The United States can strengthen its security much more effectively by reallocating billions of dollars of defense spending towards other initiatives. Take Afghanistan. President Obama has consistently expressed the belief that there is a need for an increase in American military presence in Afghanistan. To some extent, a renewed commitment to militarily weakening the Taliban in Afghanistan may be the right step to take. But this action has to be a part of a comprehensive and long-term strategy because military action alone will not bring long-term security to Afghanistan or root out terrorism in the region. The reason is that for millions of Afghans in the Pashtun areas, terrorism is not an expression of deeply-held ideological beliefs, but the only viable method of maintaining livelihood. Now imagine the U.S. government were to reallocate some of the military spending toward education of opium farmers and creation of incentives for them to begin growing crops that can be used to produce ethanol. In just a few years, Afghanistan can have a vibrant clean energy agricultural industry that can supply the entire East and South East Asia with clean energy fuel, enriching Afghanistan and offering a real alternative for its citizens to reject professional terrorism and drug trade, addressing global warming and saving the United States billions of dollars in defense spending.

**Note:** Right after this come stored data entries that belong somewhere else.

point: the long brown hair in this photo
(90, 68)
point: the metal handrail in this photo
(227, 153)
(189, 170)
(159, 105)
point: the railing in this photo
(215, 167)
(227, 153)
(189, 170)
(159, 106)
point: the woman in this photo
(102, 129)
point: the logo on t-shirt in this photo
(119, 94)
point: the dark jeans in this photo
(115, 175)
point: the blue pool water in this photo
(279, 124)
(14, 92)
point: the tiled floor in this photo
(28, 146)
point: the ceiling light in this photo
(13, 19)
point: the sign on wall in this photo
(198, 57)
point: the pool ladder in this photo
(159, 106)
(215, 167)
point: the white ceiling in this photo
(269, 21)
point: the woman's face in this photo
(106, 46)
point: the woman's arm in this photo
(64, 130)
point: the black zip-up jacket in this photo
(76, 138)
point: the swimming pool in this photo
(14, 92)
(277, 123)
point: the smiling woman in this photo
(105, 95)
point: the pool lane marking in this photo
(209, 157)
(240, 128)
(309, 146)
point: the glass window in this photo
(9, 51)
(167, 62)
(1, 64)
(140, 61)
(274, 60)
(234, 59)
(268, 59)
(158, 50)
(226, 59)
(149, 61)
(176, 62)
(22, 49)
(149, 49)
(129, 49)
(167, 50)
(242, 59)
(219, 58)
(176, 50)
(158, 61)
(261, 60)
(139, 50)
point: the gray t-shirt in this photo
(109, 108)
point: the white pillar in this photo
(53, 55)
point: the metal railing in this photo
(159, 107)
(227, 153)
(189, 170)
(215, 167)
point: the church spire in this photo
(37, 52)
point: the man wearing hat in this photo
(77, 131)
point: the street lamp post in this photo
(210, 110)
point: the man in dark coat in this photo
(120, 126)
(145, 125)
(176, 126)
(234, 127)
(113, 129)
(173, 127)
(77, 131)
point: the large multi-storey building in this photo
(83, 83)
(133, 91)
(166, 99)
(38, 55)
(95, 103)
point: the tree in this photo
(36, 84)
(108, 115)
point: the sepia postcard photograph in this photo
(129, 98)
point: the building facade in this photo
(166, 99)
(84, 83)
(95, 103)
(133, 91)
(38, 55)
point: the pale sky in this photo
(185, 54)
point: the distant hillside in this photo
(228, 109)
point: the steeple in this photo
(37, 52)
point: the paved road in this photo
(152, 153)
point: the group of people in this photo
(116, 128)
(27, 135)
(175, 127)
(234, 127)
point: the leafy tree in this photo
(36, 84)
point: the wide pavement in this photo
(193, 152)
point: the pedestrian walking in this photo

This is just one example of how some of the defense spending can be channeled toward more intelligent ways of fighting terrorism by focusing on its real causes. As I have previously argued, America has not only the right, but responsibility to protect its security and even promote democracy in other countries. But the notion that it can promote its values and strengthen its long-term security militarily alone is one that President Obama must reject.
But now that we are talking about preserving America's image and getting military spending under control, let's cut off funding for Black Water and other private defense contractors that do not follow Pentagon's codes of conduct and end renditions as a counter-terrorism tool; and how about following through on campaign promises and not selecting recent defense lobbyists to key positions at the Pentagon?